Are these complicated to work on? I’d like to take them apart and clean them up. They seem to work just fine as is. They are on my recently acquired ‘78 Raleigh Super Grand Prix.


----------



## juvela (Dec 6, 2020)

-----

very simple

front is model nr. 610

rear is model nr. 750





-----


----------



## PfishB (Dec 6, 2020)

Actually pretty easy to dissassemble and work on, just use care when releasing the springs - they can bite a bit if you prang your finger.  I've done a ton of them,  mostly to clean and polish.  Your first time doing it only work on one at a time using the other as a reassembly reference - hard to mess up.


----------



## wrongway (Dec 6, 2020)

Thanks!


----------



## kunzog (Dec 6, 2020)

just be sure you use the proper size wrench, it is easy to round off the bolts as they are probably tight.


----------



## videoranger (Dec 17, 2020)

center by tightening nut #6 with part #21 in position that puts pads equal distance from rim. toe in adjusts by bending brake arms with a cresent wrench tightened with shoes off. they look pretty good now. cool stop salmon color brake shoes will greatly improve stopping. enjoy, those are good brakes. fine bronze wool works great with alloy polish to clean them up nice and shinny.


----------



## many408 (Jan 1, 2021)

kunzog said:


> just be sure you use the proper size wrench, it is easy to round off the bolts as they are probably tight.
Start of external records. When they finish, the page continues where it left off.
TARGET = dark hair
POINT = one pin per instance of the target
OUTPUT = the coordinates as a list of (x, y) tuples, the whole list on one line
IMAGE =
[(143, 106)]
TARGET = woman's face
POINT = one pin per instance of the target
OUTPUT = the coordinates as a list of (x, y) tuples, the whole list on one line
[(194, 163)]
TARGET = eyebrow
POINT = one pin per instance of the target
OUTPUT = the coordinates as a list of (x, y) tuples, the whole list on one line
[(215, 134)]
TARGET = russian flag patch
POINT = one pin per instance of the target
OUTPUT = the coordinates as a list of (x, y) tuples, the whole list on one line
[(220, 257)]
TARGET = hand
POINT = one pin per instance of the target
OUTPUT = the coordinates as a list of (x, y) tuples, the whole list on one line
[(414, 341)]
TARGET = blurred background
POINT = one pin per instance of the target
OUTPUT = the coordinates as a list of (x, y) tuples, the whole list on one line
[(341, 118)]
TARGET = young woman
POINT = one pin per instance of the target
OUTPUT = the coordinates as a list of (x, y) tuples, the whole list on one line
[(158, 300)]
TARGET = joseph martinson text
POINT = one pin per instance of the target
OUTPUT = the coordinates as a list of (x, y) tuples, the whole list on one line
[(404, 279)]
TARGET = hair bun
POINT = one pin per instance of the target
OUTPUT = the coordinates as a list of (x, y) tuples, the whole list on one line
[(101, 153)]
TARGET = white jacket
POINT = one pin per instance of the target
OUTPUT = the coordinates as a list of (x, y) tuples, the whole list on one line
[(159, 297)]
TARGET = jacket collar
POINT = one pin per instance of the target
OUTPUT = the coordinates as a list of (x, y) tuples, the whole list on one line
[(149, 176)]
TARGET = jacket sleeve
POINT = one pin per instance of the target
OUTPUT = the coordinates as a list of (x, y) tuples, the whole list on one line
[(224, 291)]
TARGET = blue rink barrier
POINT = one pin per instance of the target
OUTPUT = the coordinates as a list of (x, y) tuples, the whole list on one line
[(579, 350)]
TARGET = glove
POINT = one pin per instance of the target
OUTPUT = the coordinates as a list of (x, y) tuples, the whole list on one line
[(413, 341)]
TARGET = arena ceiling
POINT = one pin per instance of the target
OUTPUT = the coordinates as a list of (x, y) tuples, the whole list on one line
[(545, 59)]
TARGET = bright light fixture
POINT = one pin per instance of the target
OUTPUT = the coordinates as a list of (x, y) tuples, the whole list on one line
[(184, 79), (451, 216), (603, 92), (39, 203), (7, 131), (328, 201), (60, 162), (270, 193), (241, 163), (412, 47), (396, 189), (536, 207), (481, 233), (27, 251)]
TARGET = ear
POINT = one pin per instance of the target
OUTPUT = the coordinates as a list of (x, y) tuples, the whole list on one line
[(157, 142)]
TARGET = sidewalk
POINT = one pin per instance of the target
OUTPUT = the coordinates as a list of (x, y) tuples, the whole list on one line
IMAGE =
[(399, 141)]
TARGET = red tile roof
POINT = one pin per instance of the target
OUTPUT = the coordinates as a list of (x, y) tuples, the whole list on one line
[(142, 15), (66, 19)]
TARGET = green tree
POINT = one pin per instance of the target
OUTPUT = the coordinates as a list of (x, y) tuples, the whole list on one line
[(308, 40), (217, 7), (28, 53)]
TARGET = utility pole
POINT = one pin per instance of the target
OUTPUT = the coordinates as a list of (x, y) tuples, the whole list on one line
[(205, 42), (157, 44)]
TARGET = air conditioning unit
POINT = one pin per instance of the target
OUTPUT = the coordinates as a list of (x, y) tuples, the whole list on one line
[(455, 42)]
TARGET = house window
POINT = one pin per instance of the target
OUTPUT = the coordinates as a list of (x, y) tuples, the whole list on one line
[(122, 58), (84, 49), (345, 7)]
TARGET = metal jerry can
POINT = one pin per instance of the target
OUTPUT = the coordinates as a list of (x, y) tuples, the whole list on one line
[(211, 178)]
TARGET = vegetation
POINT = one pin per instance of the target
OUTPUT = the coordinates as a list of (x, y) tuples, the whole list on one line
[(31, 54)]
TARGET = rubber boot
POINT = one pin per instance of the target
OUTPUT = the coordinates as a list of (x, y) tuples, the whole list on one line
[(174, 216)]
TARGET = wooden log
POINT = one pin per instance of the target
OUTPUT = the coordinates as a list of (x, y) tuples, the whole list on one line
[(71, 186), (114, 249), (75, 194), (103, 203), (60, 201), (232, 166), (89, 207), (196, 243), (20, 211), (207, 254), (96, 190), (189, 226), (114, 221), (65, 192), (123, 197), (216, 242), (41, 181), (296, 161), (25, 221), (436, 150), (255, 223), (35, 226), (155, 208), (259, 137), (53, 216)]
Perhaps more important (using the wrong size should be such an obvious error that if it happens the following won't be much use) is to use a socket ground flat at the entrance; the lead-in chamfers often are as deep as the spanner flats on these thin bolts, a flat ground socket is a little bit more difficult to get on - but *much* less likely to slip.


----------